Inondations du printemps 2017

Au bout du rouleau... mais pas au bout de leurs peines

Plus d’un an après les inondations historiques qui ont endommagé des centaines de maisons dans la grande région de Montréal, des sinistrés dont les dossiers de réclamations ne sont pas encore réglés sont au bout du rouleau.

Une cinquantaine d’entre eux se sont réunis hier soir dans un parc, à Deux-Montagnes, pour dénoncer les embûches qu’ils doivent affronter dans leurs échanges avec les responsables gouvernementaux, mais aussi pour montrer à quel point leur situation difficile nuit à toutes les sphères de leur vie.

« J’ai fait une infection pulmonaire, à cause des conditions dans ma maison, je me suis chicané avec mes enfants parce que j’ai dû aller m’installer chez eux… J’ai vécu énormément de stress », témoigne Daniel Poirier, qui a fait lui-même les travaux pour remettre sa maison en état. « Pendant ce temps, je n’arrivais pas à avoir de réponses sur le montant que je recevrais en indemnisation, et je ne pouvais pas obtenir de nouveau prêt de la banque. »

Drames humains

« Il y a eu beaucoup de drames humains.

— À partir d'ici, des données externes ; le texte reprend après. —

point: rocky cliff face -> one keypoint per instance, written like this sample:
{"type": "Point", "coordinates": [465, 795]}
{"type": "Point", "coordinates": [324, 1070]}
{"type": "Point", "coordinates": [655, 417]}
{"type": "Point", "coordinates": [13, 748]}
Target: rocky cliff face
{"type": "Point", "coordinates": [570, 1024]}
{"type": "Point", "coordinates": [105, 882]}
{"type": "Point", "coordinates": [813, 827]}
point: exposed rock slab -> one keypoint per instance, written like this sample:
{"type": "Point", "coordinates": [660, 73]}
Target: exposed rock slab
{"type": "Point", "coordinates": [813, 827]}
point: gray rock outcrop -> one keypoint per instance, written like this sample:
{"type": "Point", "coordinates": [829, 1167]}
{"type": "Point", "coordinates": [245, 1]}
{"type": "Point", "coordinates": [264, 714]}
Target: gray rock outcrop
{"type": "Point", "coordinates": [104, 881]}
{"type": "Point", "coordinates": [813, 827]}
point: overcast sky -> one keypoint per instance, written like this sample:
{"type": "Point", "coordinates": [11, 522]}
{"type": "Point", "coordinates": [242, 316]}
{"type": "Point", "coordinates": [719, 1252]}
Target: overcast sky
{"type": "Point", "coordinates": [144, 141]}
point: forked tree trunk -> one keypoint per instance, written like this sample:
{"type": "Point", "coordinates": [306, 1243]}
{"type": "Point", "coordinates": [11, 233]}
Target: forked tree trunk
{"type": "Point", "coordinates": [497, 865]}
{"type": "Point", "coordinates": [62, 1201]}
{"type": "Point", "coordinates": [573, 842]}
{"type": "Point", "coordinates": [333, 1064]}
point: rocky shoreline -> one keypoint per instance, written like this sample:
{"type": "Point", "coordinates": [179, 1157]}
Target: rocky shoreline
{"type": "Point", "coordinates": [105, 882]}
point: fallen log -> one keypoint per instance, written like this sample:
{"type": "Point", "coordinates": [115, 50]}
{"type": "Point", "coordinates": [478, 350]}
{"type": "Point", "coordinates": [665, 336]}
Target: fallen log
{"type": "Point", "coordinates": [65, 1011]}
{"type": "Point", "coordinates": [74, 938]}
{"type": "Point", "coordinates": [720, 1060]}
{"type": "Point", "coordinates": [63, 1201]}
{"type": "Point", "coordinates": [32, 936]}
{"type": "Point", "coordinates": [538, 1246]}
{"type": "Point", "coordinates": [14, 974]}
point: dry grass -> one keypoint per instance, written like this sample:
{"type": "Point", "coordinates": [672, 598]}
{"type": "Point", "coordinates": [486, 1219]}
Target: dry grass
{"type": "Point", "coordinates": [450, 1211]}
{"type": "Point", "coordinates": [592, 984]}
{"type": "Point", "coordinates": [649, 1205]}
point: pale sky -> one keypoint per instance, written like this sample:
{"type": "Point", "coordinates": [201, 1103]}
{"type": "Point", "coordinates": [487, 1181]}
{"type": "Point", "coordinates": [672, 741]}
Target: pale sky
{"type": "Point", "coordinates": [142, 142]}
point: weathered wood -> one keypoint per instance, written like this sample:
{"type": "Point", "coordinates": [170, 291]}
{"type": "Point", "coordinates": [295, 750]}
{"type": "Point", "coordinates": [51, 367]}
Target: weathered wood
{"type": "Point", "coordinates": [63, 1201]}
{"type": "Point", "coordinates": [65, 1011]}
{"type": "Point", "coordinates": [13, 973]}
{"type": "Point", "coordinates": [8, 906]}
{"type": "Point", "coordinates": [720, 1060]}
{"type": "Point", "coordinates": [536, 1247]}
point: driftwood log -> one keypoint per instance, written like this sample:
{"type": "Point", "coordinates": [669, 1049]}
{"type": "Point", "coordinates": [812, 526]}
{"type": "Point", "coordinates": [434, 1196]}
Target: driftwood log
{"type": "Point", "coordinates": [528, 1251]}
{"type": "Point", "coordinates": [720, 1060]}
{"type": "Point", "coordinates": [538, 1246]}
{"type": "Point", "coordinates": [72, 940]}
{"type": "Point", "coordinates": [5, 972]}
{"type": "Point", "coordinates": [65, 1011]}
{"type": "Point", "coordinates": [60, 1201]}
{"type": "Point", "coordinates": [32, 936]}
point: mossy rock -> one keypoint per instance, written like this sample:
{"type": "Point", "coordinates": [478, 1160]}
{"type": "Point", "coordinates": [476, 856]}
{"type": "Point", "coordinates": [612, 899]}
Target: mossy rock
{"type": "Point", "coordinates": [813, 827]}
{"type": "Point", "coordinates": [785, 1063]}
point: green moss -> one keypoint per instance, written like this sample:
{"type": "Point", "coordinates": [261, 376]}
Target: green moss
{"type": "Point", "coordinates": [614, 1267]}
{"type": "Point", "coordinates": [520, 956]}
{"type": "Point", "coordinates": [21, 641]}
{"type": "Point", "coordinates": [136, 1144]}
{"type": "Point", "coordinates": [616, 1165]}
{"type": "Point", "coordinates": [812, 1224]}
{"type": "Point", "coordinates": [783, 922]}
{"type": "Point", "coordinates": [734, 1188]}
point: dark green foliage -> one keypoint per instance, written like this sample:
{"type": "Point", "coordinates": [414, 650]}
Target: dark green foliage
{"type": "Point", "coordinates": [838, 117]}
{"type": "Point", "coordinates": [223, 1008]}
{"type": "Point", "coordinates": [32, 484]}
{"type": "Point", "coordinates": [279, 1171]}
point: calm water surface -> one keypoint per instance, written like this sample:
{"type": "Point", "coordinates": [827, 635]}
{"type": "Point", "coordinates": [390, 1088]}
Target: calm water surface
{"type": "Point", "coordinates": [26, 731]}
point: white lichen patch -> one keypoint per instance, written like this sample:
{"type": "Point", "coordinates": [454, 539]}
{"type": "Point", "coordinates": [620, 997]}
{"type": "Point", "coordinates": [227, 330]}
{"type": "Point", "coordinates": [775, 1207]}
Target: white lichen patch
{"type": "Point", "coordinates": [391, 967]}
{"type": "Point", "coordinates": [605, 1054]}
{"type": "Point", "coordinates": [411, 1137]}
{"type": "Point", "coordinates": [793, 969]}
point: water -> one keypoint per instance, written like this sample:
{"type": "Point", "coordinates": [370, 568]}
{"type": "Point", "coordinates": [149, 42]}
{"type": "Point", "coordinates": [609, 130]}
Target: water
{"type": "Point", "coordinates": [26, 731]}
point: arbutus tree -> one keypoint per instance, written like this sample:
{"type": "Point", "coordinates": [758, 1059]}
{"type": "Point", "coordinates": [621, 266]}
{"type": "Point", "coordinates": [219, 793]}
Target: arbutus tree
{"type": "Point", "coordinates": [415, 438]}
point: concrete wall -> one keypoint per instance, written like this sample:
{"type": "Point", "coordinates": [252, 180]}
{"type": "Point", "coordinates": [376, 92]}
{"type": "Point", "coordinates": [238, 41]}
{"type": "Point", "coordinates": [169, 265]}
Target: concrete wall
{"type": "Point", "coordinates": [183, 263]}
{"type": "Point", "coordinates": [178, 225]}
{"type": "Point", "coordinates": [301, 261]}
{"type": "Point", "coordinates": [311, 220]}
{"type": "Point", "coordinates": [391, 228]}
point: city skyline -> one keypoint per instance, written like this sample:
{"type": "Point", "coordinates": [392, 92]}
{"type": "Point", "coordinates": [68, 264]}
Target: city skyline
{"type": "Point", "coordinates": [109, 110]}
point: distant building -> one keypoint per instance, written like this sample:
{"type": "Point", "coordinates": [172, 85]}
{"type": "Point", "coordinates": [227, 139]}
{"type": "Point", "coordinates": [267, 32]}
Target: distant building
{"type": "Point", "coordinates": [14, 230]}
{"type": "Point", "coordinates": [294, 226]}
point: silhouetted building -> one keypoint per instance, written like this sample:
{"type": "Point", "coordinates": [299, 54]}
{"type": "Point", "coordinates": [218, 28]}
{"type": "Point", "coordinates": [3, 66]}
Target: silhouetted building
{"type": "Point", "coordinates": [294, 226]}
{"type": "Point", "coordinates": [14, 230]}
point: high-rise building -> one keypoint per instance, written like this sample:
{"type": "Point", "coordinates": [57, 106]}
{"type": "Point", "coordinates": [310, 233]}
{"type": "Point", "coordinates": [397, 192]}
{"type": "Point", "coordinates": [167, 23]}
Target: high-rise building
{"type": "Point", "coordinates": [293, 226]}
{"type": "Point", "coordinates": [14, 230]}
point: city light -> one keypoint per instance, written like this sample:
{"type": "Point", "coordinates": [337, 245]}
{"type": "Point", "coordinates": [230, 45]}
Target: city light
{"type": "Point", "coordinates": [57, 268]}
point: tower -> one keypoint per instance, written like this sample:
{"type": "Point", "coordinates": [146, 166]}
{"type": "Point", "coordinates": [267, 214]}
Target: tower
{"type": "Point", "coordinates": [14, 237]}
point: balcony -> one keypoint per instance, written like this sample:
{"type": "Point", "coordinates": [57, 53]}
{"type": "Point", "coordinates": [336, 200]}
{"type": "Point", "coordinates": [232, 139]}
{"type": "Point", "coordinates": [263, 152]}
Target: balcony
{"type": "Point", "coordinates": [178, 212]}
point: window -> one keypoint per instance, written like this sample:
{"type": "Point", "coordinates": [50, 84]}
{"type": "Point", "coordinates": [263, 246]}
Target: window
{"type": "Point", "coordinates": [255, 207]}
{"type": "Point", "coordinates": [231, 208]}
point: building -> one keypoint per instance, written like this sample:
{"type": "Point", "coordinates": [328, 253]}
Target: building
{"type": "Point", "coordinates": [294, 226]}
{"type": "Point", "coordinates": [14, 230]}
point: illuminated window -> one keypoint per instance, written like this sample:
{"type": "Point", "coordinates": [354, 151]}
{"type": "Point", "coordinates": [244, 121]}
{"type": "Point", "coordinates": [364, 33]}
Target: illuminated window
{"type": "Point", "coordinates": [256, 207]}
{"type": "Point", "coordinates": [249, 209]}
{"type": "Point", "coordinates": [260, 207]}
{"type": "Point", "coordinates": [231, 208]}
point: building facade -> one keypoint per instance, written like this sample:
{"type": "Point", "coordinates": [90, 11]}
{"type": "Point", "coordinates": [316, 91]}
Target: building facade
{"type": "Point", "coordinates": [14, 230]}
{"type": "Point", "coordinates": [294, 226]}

Des [faillites], des suicides, des séparations, des problèmes cardiaques, des décès… De telles situations causent un stress de tous les instants », souligne le député de Deux-Montagnes, Benoit Charette, de la Coalition avenir Québec, présent au rassemblement pour soutenir les sinistrés.

« On a reçu au bureau de circonscription énormément de citoyens qui avaient besoin d’aide, depuis les inondations, mais c’est troublant de voir réunis ici un aussi grand nombre de gens dont les dossiers ne sont toujours pas réglés après plus d’un an. »

— Benoit Charette, de la CAQ

Selon le fondateur du Regroupement des sinistrés du Québec, Steve Beauchamp, la situation est la même dans d’autres régions inondées en 2017, notamment Rigaud et Gatineau, où le groupe a l’intention de tenir d’autres rencontres dans les prochaines semaines pour dénoncer la lenteur du processus d’indemnisation.

En mars dernier, le ministre des Affaires municipales, Martin Coiteux, indiquait que « plus de 80 % des personnes sinistrées ont reçu entre 75 et 90 % de l’aide financière » qui leur a été allouée par Québec. Le gouvernement a reçu plus de 6000 demandes de réclamation à la suite des inondations du printemps 2017.

« J’ai fait un infarctus il y a deux mois, sûrement lié à tous les problèmes que j’ai eus dans le processus d’indemnisation », raconte Jean Bourassa, instigateur de l’événement d’hier soir. « J’ai changé d’agent plusieurs fois, et il fallait chaque fois reprendre à zéro, il y a toujours des choses qui ne marchent pas. Mais j’aimerais surtout montrer au gouvernement la souffrance des gens et tous les problèmes que ça cause. »

Querelles sur les démolitions

Certains soupçonnent le ministère des Affaires municipales de faire traîner les choses sciemment pour forcer certains sinistrés à accepter la démolition de leur maison.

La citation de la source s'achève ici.